Однако в конце романа ироническое освещение образа Верховенского-старшего дополняется драматическими интонациями, когда он выходит в «последнее странствование», осознает трагическую оторванность своего поколения от народа и его духовных ценностей, стремится проникнуть в сокровенную суть Евангелия. В самой возможности такого «странствования» писатель видит залог подлинного возрождения своего героя, доверяет ему авторское истолкование эпиграфа романа, вкладывает в его уста мысль апостольского послания о любви как могущественной силе и венце бытия.

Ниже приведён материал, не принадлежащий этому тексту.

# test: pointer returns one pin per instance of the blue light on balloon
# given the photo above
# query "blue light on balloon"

Таким образом, Достоевский предполагает и такой выход из неопределенного великодушия «чистого и идеального» западничества «отцов», хотя в действительности «верховенство» оказалось на стороне тенденций «нечистого» нигилизма «детей». Кстати, сама фамилия героя несет в произведении определенную смысловую нагрузку. В записной тетради автор отмечает, что отец постоянно «пикируется с сыном верховенством».
Однако подобное развитие истории, сами дружественно-враждебные отношения «отцов» и «детей», разногласия и преемственность разных поколений производны для Достоевского от более скрытого и менее поддающегося формулированию метафизического состояния безверия и расхристанности, которое в его время все более овладевало сердцами и умами людей. В одном из писем он подчеркивал, что хотя нечаевская история и ее обобщенно-памфлетное изображение находятся на переднем плане романа, все это тем не менее «только аксессуар и обстановка» поступков действительно главного героя.
В представлении писателя-сердцеведа беснующийся нигилист, его «команда» и «болельщики» не только обретают питательную среду в недодуманных идеях и незаконченных теориях, но и находят себе поддержку и оправдание в глубинах драматического сознания так называемых «лишних», праздных, страдающих от отсутствия подлинного дела людей. Некое предельное, заостренное и полемическое выражение онегинско-печоринского типа личности, ее как бы персонофицированное резюме и являет собою образ Николая Ставрогина, по-настоящему «верховенствующего» в «Бесах» и признающегося в одной из черновых записей к роману, что всех виноватее и всех хуже баре, оторванные от почвы, которые прежде всех должны переродиться и снять с себя «главное проклятие».
Главным губительным следствием разрыва высшего слоя общества с «почвой» и «землей» Достоевский считал потерю живых связей с традициями и преданиями, сохраняющими атмосферу непосредственной христианской веры. Образ Ставрогина как бы сгущает и обнажает духовно-психологические и идейно-поведенческие результаты той ситуации современного мира, в которой, если воспользоваться известными словами Ницше, «Бог умер». Сам он так формулирует свою коренную проблему: «Чтобы сделать соус из зайца, надо зайца, чтобы уверовать в Бога, надо Бога». По словам Достоевского, Ставрогин предпринимает «страдальческие судорожные усилия, чтобы обновиться и вновь начать верить. Рядом с нигилистами это явление серьезное. Клянусь, что оно существует в действительности. Это человек, не верующий вере наших верующих и требующий веры полной совершенно иначе».
Отсутствие непосредственно-экзистенциальной вовлеченности Ставрогина в сферу непреходящих жизнеутверждающих ценностей иссушает его сердце и делает неспособным к искренней вере. Вместе с тем он прекрасно понимает, что без «полной веры» и соответственно абсолютного осмысления человеческое существование приобретает комический оттенок и теряет подлинную разумность. Поэтому Ставрогин пытается добыть веру «иначе», своим умом, рассудочным путем. Однако в контексте всепоглощающего рационалистического знания, позитивистской науки, прагматического отношения к жизни «самодвижущийся нож разума» (И. Киреевский) уводит его от желанной цели, до самой основы рассекает душу и пожирает саму возможность органической и ненасильственной веры. Особое состояние главного героя подмечает в романе Кириллов, подчеркивая, что Ставрогин если верует, то не верует, что он верует, и наоборот: если не верует, то не верует, что он не верует.
В результате Ставрогин оказался словно распятым (сама его фамилия происходит от греческого слова «крест») между безмерной жаждой абсолюта и столь же безмерной невозможностью его достижения. Отсюда его «вековечная, священная тоска» и байроническая пресыщенность, предельная расколотость сердца и ума, как бы симметричное, равновеликое тяготение к добру и злу, безысходная борьба «подвига» и «ужасных страстей», что и предопределило «поэмные», трагедийные измерения произведения.